20 November 2020
Holy Martyr Dasios of Durostorum
The twentieth of November is the feast-day in the Orthodox Church of the holy martyr Saint Dasios of Durostorum, a young and handsome Roman soldier of the Legio XI Claudiana, stationed on the Danube River, who was martyred in the early fourth century. He was the first of the martyrs to be slain at Durostorum during the persecutions of Emperor Diocletian. The centre of his cultus is in Italy, in the city of Ancona whence his relics were moved for protection against the marauding Avars. But he is also reverenced among Orthodox Christians particularly in the Balkans.
Dasios [Gk. Δάσιος, L. Dasius, CS Дазий] was a youthful and vigorous soldier of the Roman legions, who was openly allowed to have been a Christian under prior Roman Imperial administrations.
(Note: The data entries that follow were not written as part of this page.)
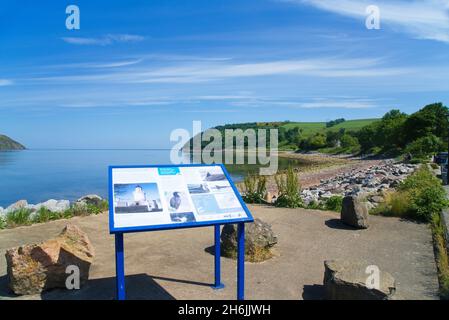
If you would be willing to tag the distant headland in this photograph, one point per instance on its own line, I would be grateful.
(8, 144)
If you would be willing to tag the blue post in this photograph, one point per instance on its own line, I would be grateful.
(241, 261)
(217, 285)
(120, 266)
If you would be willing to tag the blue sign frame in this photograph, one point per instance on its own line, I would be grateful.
(119, 232)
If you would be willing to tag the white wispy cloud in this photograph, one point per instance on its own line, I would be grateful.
(423, 19)
(219, 70)
(5, 82)
(104, 40)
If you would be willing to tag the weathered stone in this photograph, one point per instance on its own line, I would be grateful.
(90, 199)
(354, 212)
(259, 239)
(35, 268)
(354, 280)
(54, 205)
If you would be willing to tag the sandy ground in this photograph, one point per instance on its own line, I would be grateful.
(321, 167)
(175, 264)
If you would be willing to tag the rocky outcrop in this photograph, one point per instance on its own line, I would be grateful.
(90, 199)
(361, 182)
(259, 239)
(35, 268)
(355, 280)
(354, 212)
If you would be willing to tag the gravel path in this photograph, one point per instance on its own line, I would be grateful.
(175, 264)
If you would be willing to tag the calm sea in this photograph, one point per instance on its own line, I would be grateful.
(39, 175)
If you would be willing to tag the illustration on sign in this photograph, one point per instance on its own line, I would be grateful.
(168, 196)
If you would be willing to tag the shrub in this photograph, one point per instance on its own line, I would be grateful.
(425, 146)
(419, 197)
(2, 222)
(334, 203)
(255, 189)
(441, 255)
(435, 166)
(19, 217)
(288, 188)
(45, 215)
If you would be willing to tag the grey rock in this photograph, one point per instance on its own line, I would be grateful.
(34, 268)
(347, 280)
(258, 236)
(354, 212)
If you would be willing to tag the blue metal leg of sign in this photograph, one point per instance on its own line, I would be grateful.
(120, 266)
(241, 262)
(217, 285)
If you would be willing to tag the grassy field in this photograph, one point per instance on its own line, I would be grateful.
(310, 128)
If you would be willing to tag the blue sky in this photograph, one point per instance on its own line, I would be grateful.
(136, 70)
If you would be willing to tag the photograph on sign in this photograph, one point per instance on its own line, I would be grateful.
(146, 197)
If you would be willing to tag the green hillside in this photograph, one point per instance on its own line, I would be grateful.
(7, 144)
(310, 128)
(294, 135)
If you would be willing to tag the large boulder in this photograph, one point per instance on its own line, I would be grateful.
(347, 280)
(35, 268)
(354, 212)
(259, 239)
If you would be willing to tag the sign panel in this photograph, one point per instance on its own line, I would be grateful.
(143, 198)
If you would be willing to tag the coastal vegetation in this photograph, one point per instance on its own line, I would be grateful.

With Diocletian’s ascent to power, however, the Christians among the Roman soldiery were faced with a difficult choice: to keep their positions by denying Christ and swearing fealty to the Emperor as a living god; or else to face ritual humiliation, torture and execution. Pagan festivities were often used as pretexts for detecting and persecuting Christians, and Dasios was no exception to this. Because his features were so fine, he was chosen by lot to be the sacrificial ‘king’ of the festival of Saturnalia. He refused this honour, and told his fellow-officers that: ‘Since I am fated to die, it is better that I die for Christ as a Christian.’
He was apprehended and interrogated by his commanding officer, a man named Bassos, before whom Dasios openly denied the divinity of the Roman Emperor. For this act, as was supposed, of lèse-majesté, Dasios was hauled before the co-emperors Diocletian and Maximian themselves. Again and again he confessed Christ before them, refused to acknowledge them as gods, and moreover openly denounced the impiety and error of the whole of the festival. Many who were there at Durostorum thereafter came to believe in Christ. For this, Saint Dasios was cruelly tortured and given over to be beheaded by the sword. The execution took place on the twentieth day of November – the twenty-fourth day of the lunar cycle – at the fourth hour; his executioner was a man named Aniketos, also called Iōannēs. In this way, the holy martyr of God received the crown of his victory and was welcomed into the company of the saints.
His relics were buried in Durostorum – later Silistra in Bulgaria – by local Christians. They were popularly venerated even shortly after his death, and a Vita was written in the fourth century not long after his martyrdom. When the Turco-Mongolic Avars invaded Thrace in the 500s, however, the relics of Saint Dasios were moved to Ancona in Italy for safer keeping. They were enshrined in the Chiesa di San Ciriaco there, in an exquisite marble sarcophagus, and continued to receive the adulation of faithful Christians at that resting place. In 2002, in a gesture of goodwill toward Orthodox Christians, Pope John Paul II on a visit to Silistra in Bulgaria made a gift of Saint Dasios’s right upper arm to the Metropolia of Dorostol, in a marble sarcophagus which was a careful replica in miniature of the one in Ancona. Holy martyr Dasios, bold confessor of Christ before the pagans, pray unto Christ our God for the salvation of our souls!